Indústria e poluição urbana em Lisboa, 1860-1869
Descrição do Produto
Indústria e poluição urbana em Lisboa, 1860-1869 João Paulo Amado Linha de investigação Humanidades Digitais e Investigação Histórica
O tema e as fontes •
O tema foi desenvolvido no âmbito da investigação para a minha tese de doutoramento em História Contemporânea – Saneamento Urbano em Lisboa durante o séc. XIX.
•
Há fontes extremamente ricas no fundo documental do Ministério do Reino, nos Arquivos Nacionais / Torre do Tombo.
•
A série documental que aqui é abordada cobre os anos entre 1860 e 1869, incidindo sobre uma série de temáticas relacionadas com a Saúde Pública.
•
Nela foram contabilizados (até à data) 47 processos de licenciamento industrial.
A terminologia utilizada •
Utilizo «poluição» com o significado actual – a introdução de elementos contaminantes no meio ambiente.
•
Desde o primeiro momento, «poluição» tem o significado de “sujar”.
•
Durante o séc. XIX as ocorrências que se encontram na literatura mantêm este significado, mas em contextos morais ou religiosos.
•
Em termos legislativos, a primeira ocorrência a nível nacional data de 1915. Mas só volta a ocorrer em 1950.

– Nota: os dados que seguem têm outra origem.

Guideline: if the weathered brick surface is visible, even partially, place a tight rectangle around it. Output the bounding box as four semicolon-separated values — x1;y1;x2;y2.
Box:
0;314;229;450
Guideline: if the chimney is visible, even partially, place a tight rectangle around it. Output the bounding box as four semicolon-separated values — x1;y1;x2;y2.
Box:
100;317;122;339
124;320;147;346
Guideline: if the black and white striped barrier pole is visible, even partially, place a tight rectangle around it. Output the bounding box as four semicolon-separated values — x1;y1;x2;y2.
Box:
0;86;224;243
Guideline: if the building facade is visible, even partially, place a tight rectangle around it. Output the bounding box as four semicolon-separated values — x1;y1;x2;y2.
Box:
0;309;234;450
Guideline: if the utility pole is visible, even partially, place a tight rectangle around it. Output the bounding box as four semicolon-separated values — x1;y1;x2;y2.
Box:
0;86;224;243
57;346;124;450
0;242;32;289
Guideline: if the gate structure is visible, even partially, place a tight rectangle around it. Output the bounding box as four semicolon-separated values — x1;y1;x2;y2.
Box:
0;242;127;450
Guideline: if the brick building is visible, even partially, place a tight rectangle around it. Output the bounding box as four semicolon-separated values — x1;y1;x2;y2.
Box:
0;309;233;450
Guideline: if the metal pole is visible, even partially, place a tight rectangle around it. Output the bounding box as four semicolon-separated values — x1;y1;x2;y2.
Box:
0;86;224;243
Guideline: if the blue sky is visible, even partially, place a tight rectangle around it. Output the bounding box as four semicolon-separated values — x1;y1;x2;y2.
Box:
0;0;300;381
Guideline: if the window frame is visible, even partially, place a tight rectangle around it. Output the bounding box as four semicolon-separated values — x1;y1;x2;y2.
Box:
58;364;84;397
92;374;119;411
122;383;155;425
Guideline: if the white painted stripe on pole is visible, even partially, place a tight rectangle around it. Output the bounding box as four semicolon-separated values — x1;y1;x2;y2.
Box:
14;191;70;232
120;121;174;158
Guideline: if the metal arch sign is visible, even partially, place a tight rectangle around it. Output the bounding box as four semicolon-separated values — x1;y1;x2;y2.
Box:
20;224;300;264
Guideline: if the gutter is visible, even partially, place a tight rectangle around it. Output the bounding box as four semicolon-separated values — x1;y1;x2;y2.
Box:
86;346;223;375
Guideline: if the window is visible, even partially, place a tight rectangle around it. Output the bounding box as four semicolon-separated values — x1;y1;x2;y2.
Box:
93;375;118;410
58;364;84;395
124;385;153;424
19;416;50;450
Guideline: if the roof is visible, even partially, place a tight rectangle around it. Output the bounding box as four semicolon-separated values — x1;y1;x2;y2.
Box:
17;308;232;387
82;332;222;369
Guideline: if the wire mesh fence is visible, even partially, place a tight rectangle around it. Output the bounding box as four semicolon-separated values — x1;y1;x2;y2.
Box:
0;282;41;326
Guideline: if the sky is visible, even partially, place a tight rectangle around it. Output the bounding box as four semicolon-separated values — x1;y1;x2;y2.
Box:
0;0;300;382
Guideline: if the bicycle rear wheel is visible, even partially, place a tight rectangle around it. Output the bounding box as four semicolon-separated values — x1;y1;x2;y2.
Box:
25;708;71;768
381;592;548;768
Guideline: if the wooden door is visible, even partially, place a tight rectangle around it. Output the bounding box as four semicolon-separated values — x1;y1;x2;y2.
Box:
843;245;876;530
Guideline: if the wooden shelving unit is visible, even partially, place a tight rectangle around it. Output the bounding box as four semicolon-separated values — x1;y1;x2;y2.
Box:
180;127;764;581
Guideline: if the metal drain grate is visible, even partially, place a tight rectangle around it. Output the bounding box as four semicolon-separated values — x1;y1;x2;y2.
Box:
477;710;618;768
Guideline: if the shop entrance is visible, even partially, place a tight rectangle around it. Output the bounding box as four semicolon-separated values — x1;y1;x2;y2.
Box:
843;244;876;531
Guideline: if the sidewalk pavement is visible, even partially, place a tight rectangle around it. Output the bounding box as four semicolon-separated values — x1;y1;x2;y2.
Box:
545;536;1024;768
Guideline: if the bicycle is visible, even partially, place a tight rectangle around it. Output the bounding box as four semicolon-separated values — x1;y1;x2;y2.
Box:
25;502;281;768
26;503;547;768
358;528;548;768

O contexto geral do séc. XIX O crescimento das cidades e a progressiva industrialização foram confrontados com a inadequação de várias tecnologias urbanas.
As ocorrências graves em termos de Saúde Pública propiciaram vários desenvolvimentos e adaptações.
Lisboa durante o séc. XIX Os 100 anos entre 1755 e a metade do séc. XIX revelam uma certa instabilidade no crescimento populacional de Lisboa.
Invasões estrangeiras, guerra civil e epidemias contribuíram para este quadro.
Fonte: Rodrigues, T., 2008. Lisboa. “Das longas permanências demográficas à diversidade social” in Jornadas de Demografia Histórica de Lisboa. Lisboa.
A crescente industrialização •
Na segunda metade do séc. XIX ficaram reunidas as condições para o progressivo desenvolvimento do sector industrial em Lisboa.
•
As zonas ribeirinhas eram de implantação preferencial (abastecimento, escoamento da produção e vazadouro de resíduos).
•
Outras indústrias (sobretudo com menores dimensões) estavam embebidas no meio urbano.
Os sobressaltos na Saúde Pública •
A ocorrência de várias epidemias em Lisboa durante o séc. XIX revelou várias fragilidades relacionadas com algumas tecnologias urbanas: entre 1847 e 1859 é possível contabilizar crises epidémicas de tifo, cólera, febre-amarela e difteria.
•
O mau estado da rede de esgotos era sobejamente conhecido e comentado, tal como era boa parte da zona ribeirinha (sobretudo entre o Cais do Sodré e Alcântara).
•
Às crises mais graves seguiam-se períodos de intensa actividade paliativa, conjugada com discursos inflamados.
Esgotos de Lisboa em 1857 «Canos gerais» da cidade: cinco grandes canos a desaguar no Tejo. Mais cerca de 100 Km de canos, de dimensões variáveis, espalhados um pouco por toda a cidade. De acordo com o Boletim do Ministério das Obras Pública de Dezembro de 1857, a Câmara Municipal de Lisboa não tinha qualquer cartografia desta infraestrutura.
O licenciamento industrial •
O Decreto de 27 de Agosto de 1855 definiu o enquadramento legislativo a que estavam obrigadas as indústrias insalubres, incómodas e perigosas.
•
Surgiu na sequência das medidas profiláticas tomadas pelo Governo, no sentido de evitar ou aliviar os potenciais efeitos de uma epidemias de cólera.
•
Os estabelecimentos industriais são categorizados em função do seu efeito para a saúde pública.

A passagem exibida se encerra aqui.